Le texte de cette page a été corrigé et est conforme au fac-similé.

Vers ce temps, elle débuta au théâtre de Liverpool dans le drame de Masaniello, où elle jouait le rôle de Fenella. L’actrice avait alors un grand désavantage : elle ne savait pas l’anglais. Même après un long séjour dans la Grande-Bretagne, son accent est resté fidèle, comme elle dit, à sa mère-patrie. Les Anglais, qui connaissent les difficultés énormes de prononciation qu’oppose leur langue à un étranger, se montrèrent indulgens sur ce chapitre, et reconnurent chez la débutante des qualités rares et délicates. On accuse même aujourd’hui Mme Céleste d’avoir mis une certaine coquetterie d’artiste à conserver un accent français qui, du moins dans la bouche d’une femme, semble plaire singulièrement au public d’outre-mer. Après avoir joué dans le drame et dans la pantomime à Edimbourg, à Dublin et dans d’autres villes du royaume-uni, elle parut enfin en 1833 à Drury-Lane, où elle échoua.
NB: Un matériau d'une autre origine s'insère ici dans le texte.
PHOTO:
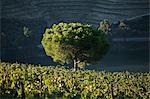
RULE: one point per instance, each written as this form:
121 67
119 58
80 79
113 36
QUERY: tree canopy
74 43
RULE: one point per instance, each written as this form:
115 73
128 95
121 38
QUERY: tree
74 43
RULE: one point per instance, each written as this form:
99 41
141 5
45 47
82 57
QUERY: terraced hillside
90 11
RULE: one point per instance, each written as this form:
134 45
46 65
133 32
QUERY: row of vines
30 81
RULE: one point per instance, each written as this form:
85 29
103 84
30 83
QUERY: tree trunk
74 65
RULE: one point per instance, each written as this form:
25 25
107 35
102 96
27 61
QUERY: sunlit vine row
30 81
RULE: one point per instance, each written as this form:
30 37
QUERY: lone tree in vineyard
74 43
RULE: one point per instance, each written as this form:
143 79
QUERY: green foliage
104 26
59 82
66 42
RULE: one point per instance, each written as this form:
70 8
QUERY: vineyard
46 82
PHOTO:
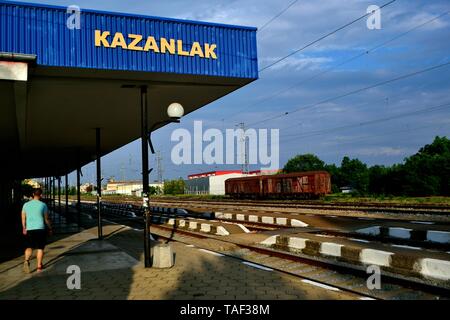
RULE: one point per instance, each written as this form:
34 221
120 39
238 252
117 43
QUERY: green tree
428 171
155 190
26 189
354 173
304 162
174 186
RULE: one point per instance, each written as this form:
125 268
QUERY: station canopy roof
62 74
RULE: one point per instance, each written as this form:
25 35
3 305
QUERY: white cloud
381 151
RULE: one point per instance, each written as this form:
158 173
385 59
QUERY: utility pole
159 166
244 147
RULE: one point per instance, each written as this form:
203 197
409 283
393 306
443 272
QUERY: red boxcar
312 184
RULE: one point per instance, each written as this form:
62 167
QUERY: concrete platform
431 232
405 260
113 269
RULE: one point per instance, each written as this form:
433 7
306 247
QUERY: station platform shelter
77 84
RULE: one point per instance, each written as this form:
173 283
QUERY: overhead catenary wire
384 99
277 15
378 84
353 58
370 122
323 37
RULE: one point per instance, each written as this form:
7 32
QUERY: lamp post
175 111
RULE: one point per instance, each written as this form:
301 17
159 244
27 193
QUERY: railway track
293 205
316 271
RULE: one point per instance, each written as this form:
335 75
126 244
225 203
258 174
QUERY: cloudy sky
382 125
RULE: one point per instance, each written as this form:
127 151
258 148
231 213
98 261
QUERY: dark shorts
36 239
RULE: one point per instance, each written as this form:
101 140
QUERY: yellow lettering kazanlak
137 42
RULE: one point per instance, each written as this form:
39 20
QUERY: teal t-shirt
35 211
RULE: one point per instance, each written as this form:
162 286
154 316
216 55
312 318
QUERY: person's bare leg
40 257
28 252
26 263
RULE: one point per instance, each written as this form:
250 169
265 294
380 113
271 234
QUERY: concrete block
400 233
298 223
270 241
297 243
221 231
205 227
435 268
373 231
438 236
331 249
162 256
192 225
378 257
267 220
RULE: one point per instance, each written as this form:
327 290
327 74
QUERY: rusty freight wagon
305 185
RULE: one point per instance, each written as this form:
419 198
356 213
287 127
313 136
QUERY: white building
130 188
214 182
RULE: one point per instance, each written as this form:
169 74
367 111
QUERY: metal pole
99 184
59 196
145 177
78 198
53 195
66 188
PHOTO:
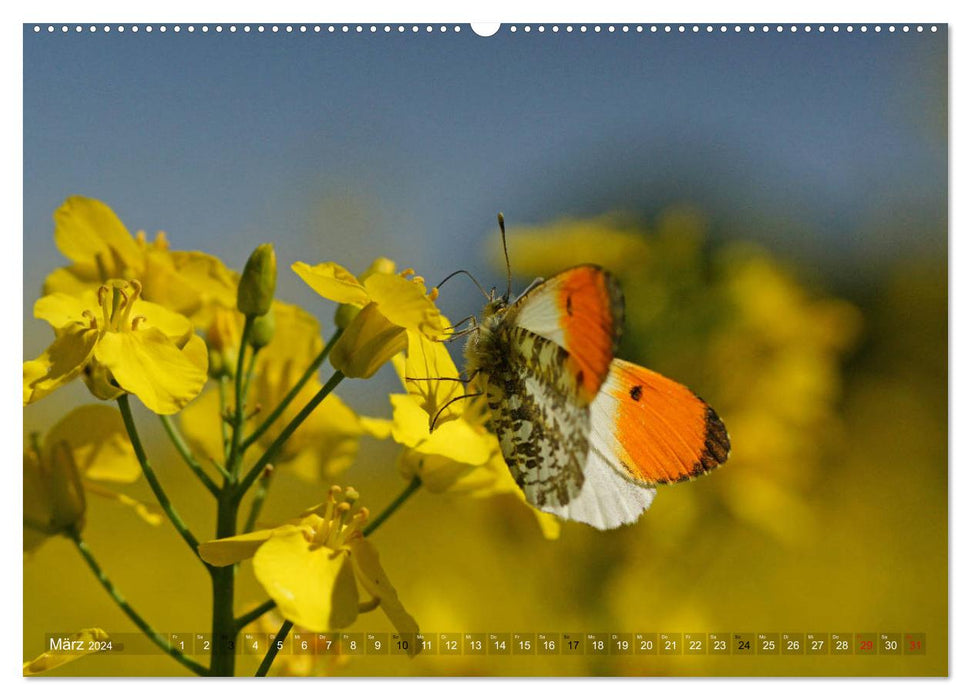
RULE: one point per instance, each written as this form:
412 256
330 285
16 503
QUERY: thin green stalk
223 426
153 481
254 614
274 648
223 658
274 448
294 391
139 621
176 437
258 499
233 461
412 486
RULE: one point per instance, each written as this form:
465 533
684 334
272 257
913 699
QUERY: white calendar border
832 11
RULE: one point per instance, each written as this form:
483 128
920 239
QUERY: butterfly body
585 436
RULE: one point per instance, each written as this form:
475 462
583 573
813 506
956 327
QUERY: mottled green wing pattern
542 433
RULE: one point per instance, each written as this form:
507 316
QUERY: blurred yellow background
830 515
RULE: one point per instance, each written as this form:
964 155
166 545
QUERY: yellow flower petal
60 309
174 325
333 282
146 512
457 440
231 550
404 303
367 343
96 437
312 585
147 364
61 362
85 641
367 566
202 425
427 363
86 230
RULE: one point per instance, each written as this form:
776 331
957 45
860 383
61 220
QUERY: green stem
412 486
258 499
223 658
176 437
233 461
274 648
294 391
139 621
285 434
223 426
254 614
153 481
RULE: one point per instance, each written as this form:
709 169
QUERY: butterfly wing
581 310
654 430
542 433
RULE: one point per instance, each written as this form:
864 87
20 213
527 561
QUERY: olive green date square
572 643
548 643
817 644
450 644
695 644
891 643
743 644
669 643
915 643
475 643
621 643
793 643
645 642
841 643
523 643
352 643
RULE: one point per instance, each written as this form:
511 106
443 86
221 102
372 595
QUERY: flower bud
258 282
222 339
367 343
262 330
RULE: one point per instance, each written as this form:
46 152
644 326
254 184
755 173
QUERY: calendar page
536 349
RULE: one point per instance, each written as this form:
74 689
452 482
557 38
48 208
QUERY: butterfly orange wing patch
581 310
658 431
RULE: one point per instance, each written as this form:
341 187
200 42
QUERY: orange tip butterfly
586 436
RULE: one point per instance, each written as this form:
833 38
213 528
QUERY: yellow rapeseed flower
120 343
458 454
85 449
100 248
325 444
316 566
388 305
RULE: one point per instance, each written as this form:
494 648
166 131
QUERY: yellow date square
572 643
352 643
548 643
645 642
475 643
621 643
743 643
719 643
669 643
841 643
793 643
695 644
817 643
891 643
767 643
523 643
450 644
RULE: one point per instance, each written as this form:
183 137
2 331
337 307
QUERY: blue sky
830 147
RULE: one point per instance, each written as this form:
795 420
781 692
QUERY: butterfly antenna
505 251
467 274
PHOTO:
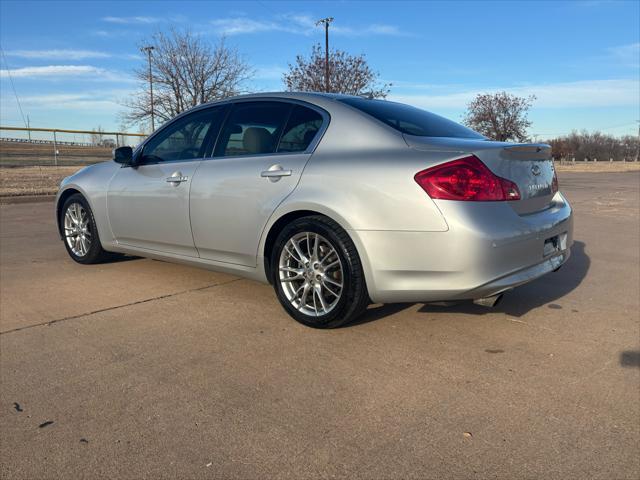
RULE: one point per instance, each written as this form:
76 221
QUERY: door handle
275 172
176 178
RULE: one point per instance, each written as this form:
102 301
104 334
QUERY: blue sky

Puis, par un de ces retours de l’opinion, aussi capricieuse souvent que la fortune, elle obtint, quelques années après, au même théâtre et dans la même pièce, un succès d’enthousiasme. Cependant, aux termes de son engagement, elle retourna aux États-Unis. Cette fois sa marche fut un triomphe : saluée par les soldats sous les armes, applaudie par la multitude jusque dans les rues, décorée du titre de citoyen libre de l’Union, elle fut pendant quelque temps l’idole de la société américaine. Comblée d’honneurs et d’argent, Mme Céleste traversa pour la quatrième fois le ruisseau de l’Atlantique, et revint se fixer en 1837 dans sa terre d’adoption, la bonne et vieille Angleterre. Après avoir joué à Drury-Lane et à Haymarket, après avoir même rempli des premiers rôles dans les drames de Shakspeare, elle s’arrêta longtemps à l’Adelphi Theatre, où elle maria son talent à celui de M. Webster. Plusieurs pièces anglaises modernes lui doivent une grande partie du succès qu’elles ont obtenu. Enfin, ayant rompu en 1859 son association avec M. Webster, Mme Céleste voulut avoir un théâtre à elle. La salle du Liceum était vacante, elle la prit, et le 29 novembre de la même année elle prononçait, selon la coutume anglaise, un discours d’ouverture où elle exposait ses vues sur la direction du théâtre. Cette actrice est fort goûtée du public de Londres. Ce qu’on aime chez elle, c’est la légèreté, la grâce, l’élégance parisiennes façonnées en quelque sorte à la mode anglaise. Le Liceum joue le drame romantique, la comedietta, le vaudeville.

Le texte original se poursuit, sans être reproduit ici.